Cowboys vs. Titans Week 5 Final Film Study Observations
- Tony Romo’s second interception was a throw into the flat to Martellus Bennett which got tipped at the line of scrimmage. I’ve watched the play numerous times and I actually think Titans cornerback Alterraun Verner had a shot at intercepting the pass even if it wasn’t tipped. The Titans appeared to be in Cover 2–the perfect coverage for that play–and Verner got a tremendous break on the football. Why? I think he recognized the play, which the Cowboys called numerous times in the preseason. Actually, they dialed it up so much that I diagramed it in one of my post-game reviews:
As you can see, the inside tight end runs a five-yard hitch while the outside tight end runs a flat. The inside tight end (usually Martellus Bennett) is the first read on the play.
On the opposite side, the slot receiver runs a little hook, sitting down in a weak spot in the defense, while the outside (Z) receiver has an option route. Depending on coverage, he either runs a 15-yard dig or a fade. If he beats his man off of the line (as Roy Williams did on the second quarter pass on which Romo overthrew him), the quarterback can hit him deep. If the defense is in a “safe” coverage, such as cover 3 or 4, the receiver turns his route into a dig.
The running back runs a swing to the double-tight side of the formation.
The Cowboys don’t line up in this formation (“Double Tight Left Twins Right Ace”) often. Actually, it was only the second time they did so all season, and they ran the above play the first time as well. Now I don’t know how much film study Verner did this week, but it is very, very possible he got such a great beat on the ball due to knowing what play might be coming.
So while Jason Garrett’s play-calling has been pretty unpredictable this season, the Cowboys may want to add another play or two from this formation into the rotation, or else scrap it altogether.
- As I stated two weeks ago, Garrett loves to motion and shift early in the ballgame (likely due to scripted plays). On the Cowboys’ three opening drives this year, they’ve motioned 14 times (4.7 times per drive). That’s nearly twice the rate of other drives (2.5 motions per drive). On Sunday, Dallas motioned 11 of the first 21 plays, but then only four more times over the final 52 plays.
- The Cowboys ran 32 plays from three-receiver sets: ALL passes.
- The personnel packages were obviously radically different this week due to no true fullback being active. Tight ends Jason Witten and Scott Chandler split time at fullback, meaning Dallas was very heavy on two and three-tight end sets. Actually, they used two tight ends 31 times and three tight ends six times (which is actually more than average).
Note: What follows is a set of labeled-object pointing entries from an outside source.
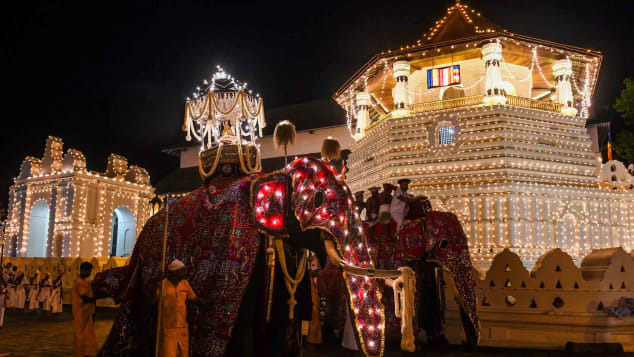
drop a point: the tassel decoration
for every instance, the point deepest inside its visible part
(330, 149)
(284, 135)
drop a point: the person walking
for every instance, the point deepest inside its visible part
(174, 293)
(84, 339)
(34, 292)
(56, 295)
(45, 293)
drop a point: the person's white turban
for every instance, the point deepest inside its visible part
(175, 265)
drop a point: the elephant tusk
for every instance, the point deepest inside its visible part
(336, 259)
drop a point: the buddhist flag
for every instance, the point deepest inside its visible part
(441, 77)
(609, 144)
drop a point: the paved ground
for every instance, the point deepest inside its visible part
(37, 335)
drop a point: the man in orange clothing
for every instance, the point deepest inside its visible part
(175, 293)
(84, 314)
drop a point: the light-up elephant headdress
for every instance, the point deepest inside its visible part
(226, 119)
(321, 200)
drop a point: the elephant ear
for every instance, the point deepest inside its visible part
(268, 195)
(412, 236)
(449, 246)
(321, 200)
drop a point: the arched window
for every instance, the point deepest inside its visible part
(445, 135)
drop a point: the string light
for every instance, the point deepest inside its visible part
(81, 203)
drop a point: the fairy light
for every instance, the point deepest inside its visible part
(80, 200)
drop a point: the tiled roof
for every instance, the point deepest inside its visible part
(459, 22)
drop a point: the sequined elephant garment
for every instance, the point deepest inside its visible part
(212, 231)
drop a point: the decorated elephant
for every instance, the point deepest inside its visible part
(438, 238)
(427, 240)
(221, 231)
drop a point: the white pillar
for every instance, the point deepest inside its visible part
(363, 114)
(491, 55)
(562, 70)
(399, 92)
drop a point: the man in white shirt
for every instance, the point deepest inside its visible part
(400, 200)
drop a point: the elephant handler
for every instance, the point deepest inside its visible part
(400, 202)
(85, 341)
(176, 291)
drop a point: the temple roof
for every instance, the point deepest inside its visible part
(459, 22)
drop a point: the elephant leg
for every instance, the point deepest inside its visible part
(431, 302)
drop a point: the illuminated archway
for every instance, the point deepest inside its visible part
(123, 232)
(38, 230)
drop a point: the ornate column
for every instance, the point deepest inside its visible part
(399, 92)
(491, 55)
(562, 70)
(363, 114)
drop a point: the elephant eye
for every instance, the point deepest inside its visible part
(319, 199)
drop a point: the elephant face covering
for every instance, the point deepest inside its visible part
(319, 199)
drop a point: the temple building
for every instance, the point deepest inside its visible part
(491, 125)
(58, 208)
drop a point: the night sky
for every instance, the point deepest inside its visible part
(112, 77)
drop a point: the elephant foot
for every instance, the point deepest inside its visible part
(438, 341)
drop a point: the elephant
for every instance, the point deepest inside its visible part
(224, 231)
(427, 240)
(438, 238)
(221, 231)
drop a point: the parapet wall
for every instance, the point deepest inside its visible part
(554, 303)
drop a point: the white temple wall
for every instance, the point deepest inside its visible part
(471, 80)
(530, 224)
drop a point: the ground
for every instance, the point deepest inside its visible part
(33, 334)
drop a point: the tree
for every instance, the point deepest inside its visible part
(624, 141)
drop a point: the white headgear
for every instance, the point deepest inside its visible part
(175, 265)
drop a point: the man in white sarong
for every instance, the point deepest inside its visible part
(400, 202)
(45, 293)
(4, 292)
(34, 292)
(20, 293)
(56, 295)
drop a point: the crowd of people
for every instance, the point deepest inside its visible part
(384, 213)
(41, 293)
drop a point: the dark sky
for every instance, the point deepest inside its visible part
(112, 76)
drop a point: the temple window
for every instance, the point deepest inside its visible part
(445, 135)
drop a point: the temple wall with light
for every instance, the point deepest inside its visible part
(81, 203)
(492, 129)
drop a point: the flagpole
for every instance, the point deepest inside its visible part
(160, 291)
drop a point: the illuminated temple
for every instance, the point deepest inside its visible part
(491, 125)
(59, 208)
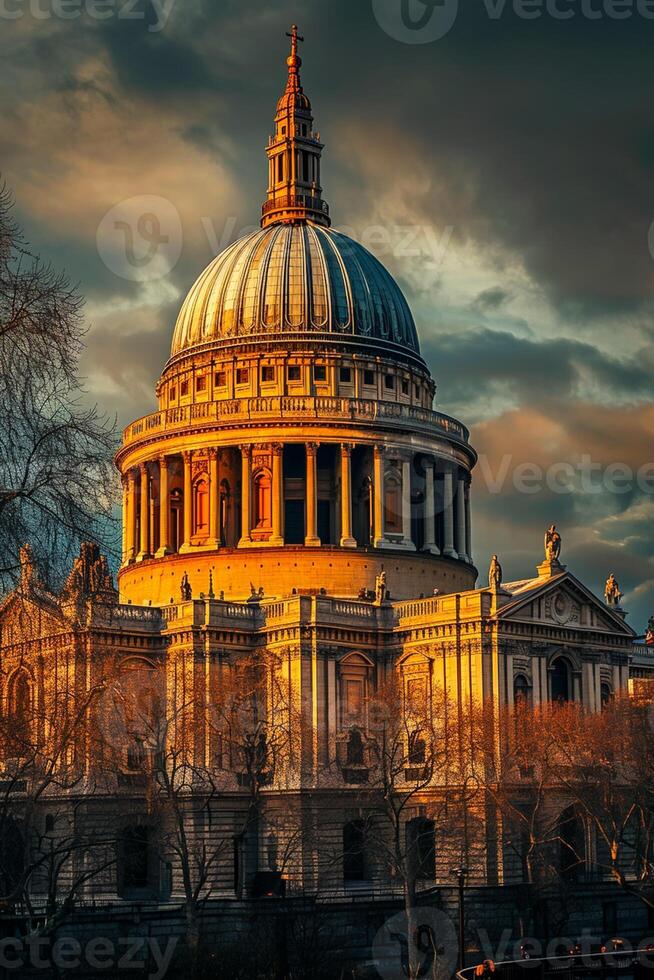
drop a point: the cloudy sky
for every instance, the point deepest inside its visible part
(499, 159)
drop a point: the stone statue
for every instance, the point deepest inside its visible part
(495, 574)
(381, 590)
(27, 571)
(612, 592)
(187, 591)
(552, 544)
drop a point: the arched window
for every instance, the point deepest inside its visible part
(262, 499)
(393, 502)
(560, 681)
(355, 748)
(137, 864)
(176, 519)
(421, 848)
(417, 749)
(521, 691)
(136, 754)
(354, 852)
(20, 710)
(353, 683)
(201, 507)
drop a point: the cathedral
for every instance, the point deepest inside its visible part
(297, 510)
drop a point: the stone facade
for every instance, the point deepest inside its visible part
(297, 509)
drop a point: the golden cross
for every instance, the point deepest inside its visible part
(295, 37)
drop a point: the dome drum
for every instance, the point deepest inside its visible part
(295, 446)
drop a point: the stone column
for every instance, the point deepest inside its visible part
(246, 485)
(448, 514)
(131, 516)
(277, 536)
(430, 510)
(407, 541)
(378, 493)
(188, 502)
(461, 518)
(347, 541)
(164, 508)
(214, 498)
(124, 484)
(468, 525)
(144, 550)
(312, 540)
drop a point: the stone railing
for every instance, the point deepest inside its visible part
(212, 612)
(288, 408)
(127, 617)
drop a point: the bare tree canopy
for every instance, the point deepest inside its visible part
(57, 482)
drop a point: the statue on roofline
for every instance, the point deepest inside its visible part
(186, 590)
(381, 589)
(612, 593)
(552, 544)
(495, 574)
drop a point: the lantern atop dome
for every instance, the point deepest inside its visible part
(294, 152)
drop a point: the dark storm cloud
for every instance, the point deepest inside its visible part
(531, 140)
(490, 300)
(478, 364)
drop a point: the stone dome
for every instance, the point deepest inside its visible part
(295, 278)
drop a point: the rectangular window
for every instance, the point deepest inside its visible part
(353, 698)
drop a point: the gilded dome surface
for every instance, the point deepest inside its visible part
(295, 278)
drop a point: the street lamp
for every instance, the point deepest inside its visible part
(461, 873)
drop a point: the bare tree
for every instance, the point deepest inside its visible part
(606, 767)
(47, 854)
(57, 485)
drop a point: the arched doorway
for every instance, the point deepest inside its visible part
(560, 681)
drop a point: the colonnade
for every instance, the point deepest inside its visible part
(204, 500)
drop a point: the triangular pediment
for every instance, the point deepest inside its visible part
(561, 601)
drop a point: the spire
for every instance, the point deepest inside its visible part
(294, 152)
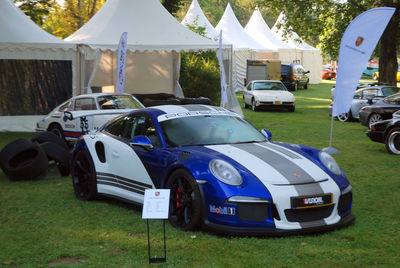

- Romo checked out of eight plays on Sunday: four runs for nine yards and four passes for 38 yards.
- After running only four counters in the first three games, the Cowboys ran five on Sunday for 66 yards. They need to continue to use misdirection plays to take advantage of over-aggressive defenses.
- The Titans blitzed on only 24.7 percent of plays, but they did a nice job disguising their blitzes. 10 of their 18 blitzes came on plays when they did not show blitz pre-snap. Meanwhile, they showed blitz three times without actually coming. Further, even when they did show blitz and and then also came after Romo, the rushers were often defenders who weren’t the ones showing blitz pre-snap.
- The Cowboys took their shots downfield: 15 passes went over 10 yards, while seven traveled 20+ yards.
- I credited Romo with eight “off-target” passes–near his average from last season.
- I attributed three sacks to Leonard Davis, two to Marc Colombo, and one to Jason Witten (although the Witten one was close–he was a backside blocker on a rollout and Romo did hold the ball a little too long).